The Lord make His face shine on you,I've heard this blessing more times than I can remember, but for some reason this stuck out at me today. Suddenly, this doesn't make nearly as much sense as it often does.
And be gracious to you;
The one instance we have of God's face that I can recall is that it comes with a death sentence. If you see God's face, you are a dead man, for none imperfect can look upon Him. So how can His face shining on you match His being gracious to you? Death isn't generally considered gracious.
Maybe it's something about it being so close to Christmas, and how it signifies Christ coming to Earth. If that were the context, this would make a lot more sense, especially given all the Romantic-era paintings out there that show Jesus' face as somewhat luminous. But that isn't the context. Instead, the context is the Father, not too long after Mt. Sinai, where Moses specifically could not see God's face, yet the radiance of His back was enough to make Moses' face glow.
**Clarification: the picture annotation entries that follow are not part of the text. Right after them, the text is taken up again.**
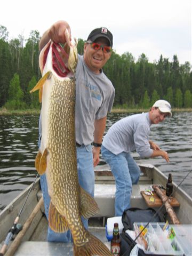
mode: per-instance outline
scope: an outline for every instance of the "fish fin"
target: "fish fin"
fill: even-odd
[[[44,84],[45,83],[45,82],[46,80],[47,79],[47,77],[49,76],[49,75],[51,74],[51,71],[49,71],[47,72],[42,77],[40,80],[38,81],[37,84],[35,85],[35,86],[33,88],[33,89],[31,90],[30,91],[30,93],[31,93],[31,92],[35,92],[35,91],[37,91],[37,90],[40,89]]]
[[[83,188],[81,188],[81,214],[85,218],[94,216],[99,211],[94,198]]]
[[[49,210],[49,225],[52,230],[59,233],[69,229],[65,218],[59,213],[51,201]]]
[[[39,101],[41,103],[42,102],[42,95],[43,95],[43,87],[39,89]]]
[[[109,250],[99,239],[87,231],[89,242],[81,246],[77,246],[74,243],[74,256],[112,256]]]
[[[39,163],[40,163],[40,159],[41,157],[42,157],[42,154],[41,152],[38,151],[35,158],[35,167],[38,172],[39,170]]]
[[[47,149],[45,148],[40,159],[39,168],[38,170],[38,172],[40,175],[42,175],[45,172],[46,169],[46,157],[48,151]]]

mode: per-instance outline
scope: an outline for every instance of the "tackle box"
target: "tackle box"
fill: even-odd
[[[147,222],[134,222],[134,230],[142,230]],[[161,255],[192,255],[192,225],[169,225],[169,230],[163,231],[165,223],[150,222],[146,227],[144,237],[148,244],[148,249],[144,250],[147,254]],[[171,228],[175,236],[172,238],[167,237]]]

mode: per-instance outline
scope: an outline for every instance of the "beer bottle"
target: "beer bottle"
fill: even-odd
[[[169,174],[168,180],[166,185],[166,195],[170,196],[173,192],[173,184],[172,183],[172,175],[171,173]]]
[[[119,256],[121,252],[121,239],[118,223],[114,223],[113,238],[111,241],[111,253],[114,256]]]

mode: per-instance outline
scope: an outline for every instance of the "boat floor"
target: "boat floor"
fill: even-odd
[[[110,242],[107,241],[103,227],[90,227],[89,230],[102,241],[110,249]],[[46,234],[46,231],[45,232]],[[51,243],[48,242],[23,242],[14,254],[15,256],[72,256],[73,243]]]
[[[142,190],[145,190],[151,184],[140,184],[133,186],[131,201],[132,207],[138,206],[139,202],[139,204],[140,206],[141,204],[143,204],[144,207],[147,207],[140,192]],[[105,186],[105,189],[103,189],[103,186]],[[101,203],[109,204],[109,205],[111,205],[112,207],[111,216],[114,216],[115,214],[115,184],[95,185],[94,197],[97,203],[100,205],[100,209],[101,210],[102,209],[100,205]],[[109,249],[110,242],[108,242],[106,236],[105,227],[107,218],[103,217],[103,216],[105,216],[105,213],[100,212],[97,218],[90,218],[89,222],[89,230],[100,239]],[[44,217],[38,225],[38,228],[35,231],[33,236],[30,238],[30,241],[22,242],[14,255],[15,256],[73,255],[73,244],[46,242],[47,225],[47,221]],[[41,230],[41,232],[39,232],[39,230]]]

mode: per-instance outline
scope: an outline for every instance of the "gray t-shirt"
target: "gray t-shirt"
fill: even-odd
[[[115,89],[101,70],[99,74],[86,66],[78,55],[76,68],[75,126],[76,139],[87,145],[93,141],[94,122],[110,112],[115,97]]]
[[[151,123],[149,113],[127,116],[113,124],[105,136],[102,145],[115,155],[136,150],[140,156],[149,157]]]

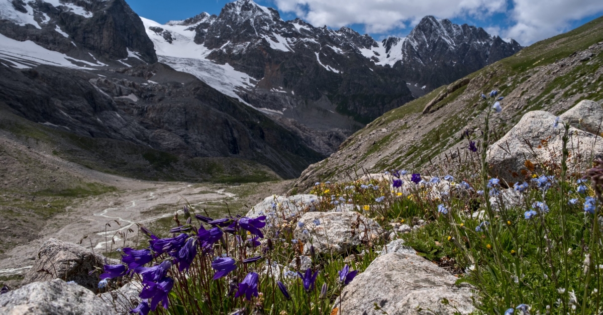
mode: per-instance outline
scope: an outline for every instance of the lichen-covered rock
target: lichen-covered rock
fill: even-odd
[[[379,256],[383,256],[390,253],[400,253],[408,254],[415,254],[417,251],[412,247],[404,244],[404,240],[399,238],[394,240],[387,245],[383,247],[383,249],[379,252]]]
[[[63,279],[96,291],[98,275],[89,275],[95,267],[103,267],[105,258],[81,246],[49,238],[44,242],[34,266],[27,272],[22,285],[37,281]]]
[[[413,254],[391,253],[377,257],[346,286],[334,305],[338,314],[390,315],[438,314],[474,310],[470,290],[455,285],[456,278],[435,264]],[[442,304],[446,299],[450,305]],[[417,308],[432,312],[419,312]]]
[[[0,314],[7,315],[113,315],[86,288],[60,279],[33,282],[0,295]]]
[[[586,132],[600,134],[603,132],[603,107],[597,102],[584,100],[559,116],[564,122]]]
[[[140,302],[138,294],[142,290],[142,284],[130,282],[117,290],[101,294],[101,299],[118,314],[125,315]]]
[[[356,212],[313,212],[302,216],[293,235],[304,244],[305,253],[313,245],[317,253],[344,253],[373,241],[381,230],[379,223]]]
[[[320,199],[316,195],[273,196],[256,205],[245,215],[250,218],[266,215],[266,222],[274,224],[283,218],[316,211]]]
[[[564,130],[561,123],[554,126],[556,118],[541,110],[524,115],[517,125],[488,148],[490,174],[513,186],[526,180],[534,171],[540,171],[542,164],[560,165]],[[589,167],[592,154],[595,159],[603,158],[603,138],[573,127],[569,133],[567,164],[570,173]]]

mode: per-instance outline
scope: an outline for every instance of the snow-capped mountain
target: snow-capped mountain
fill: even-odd
[[[379,42],[346,27],[284,21],[252,0],[218,16],[143,21],[162,62],[265,112],[347,132],[521,48],[432,16],[406,38]]]
[[[0,0],[0,63],[13,69],[159,60],[263,112],[323,154],[383,113],[520,48],[432,17],[406,38],[379,42],[346,27],[285,21],[252,0],[164,25],[124,0]]]
[[[405,38],[390,37],[381,50],[367,54],[380,65],[390,65],[404,80],[431,90],[519,51],[514,40],[503,40],[482,28],[459,25],[426,16]],[[385,52],[385,53],[384,52]]]
[[[124,0],[0,0],[0,58],[11,66],[124,66],[157,61]]]

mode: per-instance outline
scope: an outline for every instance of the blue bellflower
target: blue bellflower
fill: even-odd
[[[469,141],[469,150],[472,152],[478,151],[478,147],[475,145],[475,141]]]
[[[586,200],[584,201],[584,212],[589,212],[590,214],[595,214],[595,210],[596,209],[597,206],[597,200],[592,197],[587,197]]]
[[[528,189],[528,183],[525,182],[523,182],[523,183],[522,184],[519,183],[519,182],[517,182],[513,185],[513,190],[519,192],[523,192],[526,189]]]
[[[500,102],[496,102],[494,103],[492,106],[492,108],[494,109],[494,111],[497,113],[500,113],[502,111],[502,107],[500,106]]]
[[[251,301],[251,296],[257,298],[257,280],[259,276],[254,272],[250,272],[245,276],[243,281],[239,284],[239,290],[235,294],[235,298],[238,298],[245,295],[245,298],[247,301]]]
That would be what I think of as gracious. God could have given Moses his wish, even at the price of his life, but didn't.
So how do I interpret this? Is it that God's face doesn't appear, but we get some kind of indirect exposure to it that benefits us? Is it linked to the next verse, which refers to His countenance, which when I looked up the definition can also mean approval? Or is it that when you die and see God's face, that He deals with you graciously?